This appendix describes the method of confidence interval computation for a one-dimensional normal distribution.
The cumulative probability is the likelihood that the value of a random variable is within a specific range.
\[ P\left( a \leq X \leq b \right) \]
Let us return to the pizza delivery distribution example (see Essential background I section). We want to find the likelihood that the pizza in city 'A' would be delivered within 33 minutes:
\[ P\left( 0 \leq X \leq 33 \right) \]
As a reminder, the pizza delivery time in the city 'A' is normally distributed with a mean of 30 minutes and a standard deviation of 5 minutes \( \left( \mu=30, \sigma=5 \right) \).
We need to find the area under the PDF curve between zero and 33 minutes:
The filled area under Gaussian is given by:
\[ F \left( x;\mu,\sigma^{2} \right) = \frac{1}{\sqrt{2\pi\sigma^{2}}} \int_{0}^{r}exp \left(\frac{-(x-\mu)^2}{2\sigma^{2}} \right)dx \]
In our case:
\[ F \left( x;\mu,\sigma^{2} \right) = \frac{1}{\sqrt{2\pi \cdot 5^{2}}} \int_{0}^{33}exp \left(\frac{-(x-30)^2}{2\cdot 5^{2}} \right)dx \]
Don't worry. We won't need to compute this integral.
Let us define a standardized score (also called a z-score) to simplify the problem.

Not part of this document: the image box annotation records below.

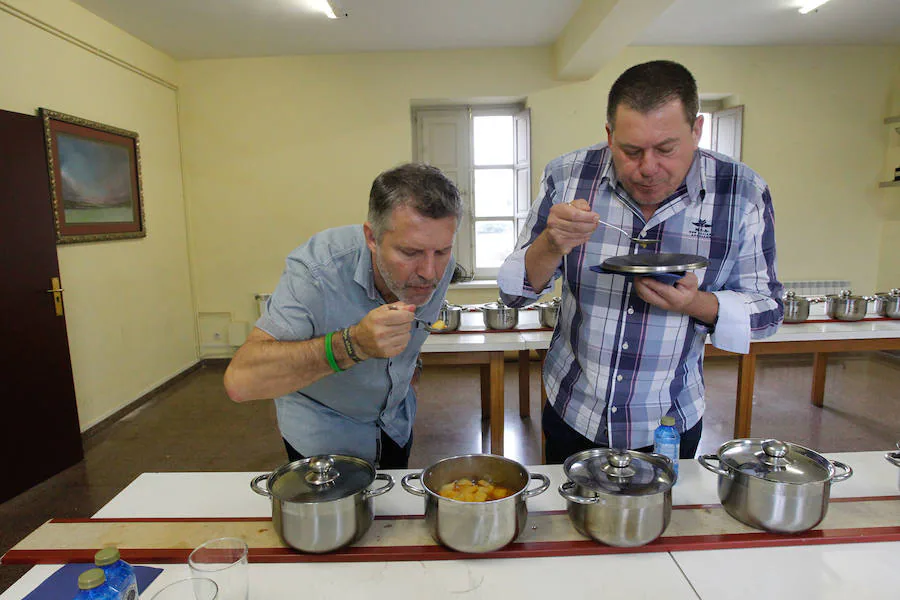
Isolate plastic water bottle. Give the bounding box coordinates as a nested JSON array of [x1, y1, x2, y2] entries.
[[94, 547, 138, 600], [74, 569, 119, 600], [653, 417, 681, 477]]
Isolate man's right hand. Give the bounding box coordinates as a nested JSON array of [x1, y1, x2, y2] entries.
[[544, 200, 600, 256], [350, 302, 416, 359]]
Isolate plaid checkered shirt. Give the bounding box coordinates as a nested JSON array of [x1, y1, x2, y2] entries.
[[498, 144, 784, 448]]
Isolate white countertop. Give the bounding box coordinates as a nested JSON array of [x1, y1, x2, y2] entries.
[[0, 448, 900, 600]]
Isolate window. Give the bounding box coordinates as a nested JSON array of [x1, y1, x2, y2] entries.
[[413, 105, 531, 279], [700, 106, 744, 160]]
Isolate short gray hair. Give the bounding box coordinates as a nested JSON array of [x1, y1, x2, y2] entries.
[[369, 163, 462, 240]]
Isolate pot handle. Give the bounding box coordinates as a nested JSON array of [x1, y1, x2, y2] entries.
[[522, 473, 550, 498], [884, 452, 900, 467], [697, 454, 734, 479], [363, 473, 394, 500], [559, 481, 600, 504], [831, 460, 853, 483], [250, 473, 272, 498], [400, 472, 425, 498]]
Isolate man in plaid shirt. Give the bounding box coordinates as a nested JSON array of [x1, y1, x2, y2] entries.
[[498, 61, 783, 463]]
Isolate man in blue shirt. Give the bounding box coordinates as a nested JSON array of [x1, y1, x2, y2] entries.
[[225, 164, 462, 469], [498, 61, 783, 463]]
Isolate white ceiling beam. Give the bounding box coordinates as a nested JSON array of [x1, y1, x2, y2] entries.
[[553, 0, 675, 81]]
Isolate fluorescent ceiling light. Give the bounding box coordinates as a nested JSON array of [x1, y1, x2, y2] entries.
[[800, 0, 828, 15], [312, 0, 347, 19]]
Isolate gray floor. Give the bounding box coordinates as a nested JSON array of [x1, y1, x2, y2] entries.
[[0, 353, 900, 591]]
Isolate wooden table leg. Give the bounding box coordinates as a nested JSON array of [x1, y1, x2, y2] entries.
[[519, 350, 531, 418], [479, 364, 491, 421], [810, 352, 828, 408], [734, 352, 756, 439], [490, 351, 504, 456]]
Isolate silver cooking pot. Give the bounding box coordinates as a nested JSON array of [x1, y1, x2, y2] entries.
[[536, 297, 560, 329], [784, 290, 809, 323], [874, 288, 900, 319], [250, 454, 394, 553], [400, 454, 550, 552], [825, 290, 869, 321], [481, 300, 519, 329], [438, 300, 462, 331], [559, 448, 676, 548], [697, 439, 853, 533]]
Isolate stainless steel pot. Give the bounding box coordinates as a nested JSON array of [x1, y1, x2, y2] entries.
[[400, 454, 550, 552], [250, 454, 394, 553], [784, 290, 809, 323], [825, 290, 868, 321], [537, 298, 560, 329], [438, 301, 462, 331], [559, 448, 676, 548], [875, 288, 900, 319], [697, 439, 853, 533], [481, 300, 519, 329]]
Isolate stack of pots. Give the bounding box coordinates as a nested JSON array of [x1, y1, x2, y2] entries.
[[481, 298, 519, 329], [559, 448, 676, 548], [400, 454, 550, 553], [698, 439, 853, 533], [250, 454, 394, 553]]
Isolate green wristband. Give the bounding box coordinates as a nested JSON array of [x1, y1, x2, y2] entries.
[[325, 331, 343, 373]]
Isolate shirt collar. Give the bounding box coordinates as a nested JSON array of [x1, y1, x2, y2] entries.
[[600, 146, 706, 202]]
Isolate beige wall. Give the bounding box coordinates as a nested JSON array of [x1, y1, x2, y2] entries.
[[0, 0, 197, 429], [180, 46, 900, 321]]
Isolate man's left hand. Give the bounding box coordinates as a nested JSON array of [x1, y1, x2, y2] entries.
[[634, 273, 719, 323]]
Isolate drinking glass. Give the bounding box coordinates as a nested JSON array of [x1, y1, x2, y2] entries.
[[150, 577, 219, 600], [188, 538, 250, 600]]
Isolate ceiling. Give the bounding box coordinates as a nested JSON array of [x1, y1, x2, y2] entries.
[[74, 0, 900, 59]]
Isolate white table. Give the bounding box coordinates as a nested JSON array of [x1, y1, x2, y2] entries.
[[422, 305, 900, 454], [0, 449, 900, 600]]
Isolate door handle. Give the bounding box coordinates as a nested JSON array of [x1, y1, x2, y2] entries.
[[47, 277, 65, 317]]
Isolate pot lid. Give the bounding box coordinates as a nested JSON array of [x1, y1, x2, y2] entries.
[[719, 439, 834, 483], [563, 448, 675, 496], [269, 454, 375, 503], [600, 252, 709, 275]]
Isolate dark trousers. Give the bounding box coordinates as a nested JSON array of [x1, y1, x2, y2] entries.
[[541, 402, 703, 465], [281, 431, 412, 469]]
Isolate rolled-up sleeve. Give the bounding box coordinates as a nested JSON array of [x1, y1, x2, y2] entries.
[[710, 187, 784, 354], [497, 163, 562, 308]]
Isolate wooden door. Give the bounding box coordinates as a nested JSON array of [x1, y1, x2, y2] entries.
[[0, 110, 83, 502]]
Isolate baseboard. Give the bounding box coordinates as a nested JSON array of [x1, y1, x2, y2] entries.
[[81, 359, 207, 442]]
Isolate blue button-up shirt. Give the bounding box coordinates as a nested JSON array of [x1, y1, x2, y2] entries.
[[256, 225, 454, 463], [498, 144, 783, 448]]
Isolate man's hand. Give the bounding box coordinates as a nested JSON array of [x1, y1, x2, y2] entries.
[[634, 273, 719, 324], [544, 200, 600, 256], [350, 302, 416, 359]]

z-score is a standardized random variable with a mean of 0 and a standard deviation of 1 \( \left( \mu=0, \sigma=1 \right) \).
\[ z = \frac{x-\mu}{\sigma} \]
A z-score defines the distance of \( x \) from the mean in units of standard deviations. For example:
The pizza delivery time in city 'A' is a random variable with a mean of 30 and a standard deviation of 5 \( \left( \mu=30, \sigma=5 \right) \).
z-score for 33 minutes is:
\[ z = \frac{33-30}{5}=0.6 \]
z-score for 0 minutes is:
\[ z = \frac{0-30}{5}=-6 \]
The PDF of \( z \) is a standard normal distribution:
\[ F \left( z \right) = \frac{1}{\sqrt{2\pi}}exp \left(-0.5z^{2} \right) \]
The cumulative probability is the area under the PDF between \( -\infty \) and \( z \).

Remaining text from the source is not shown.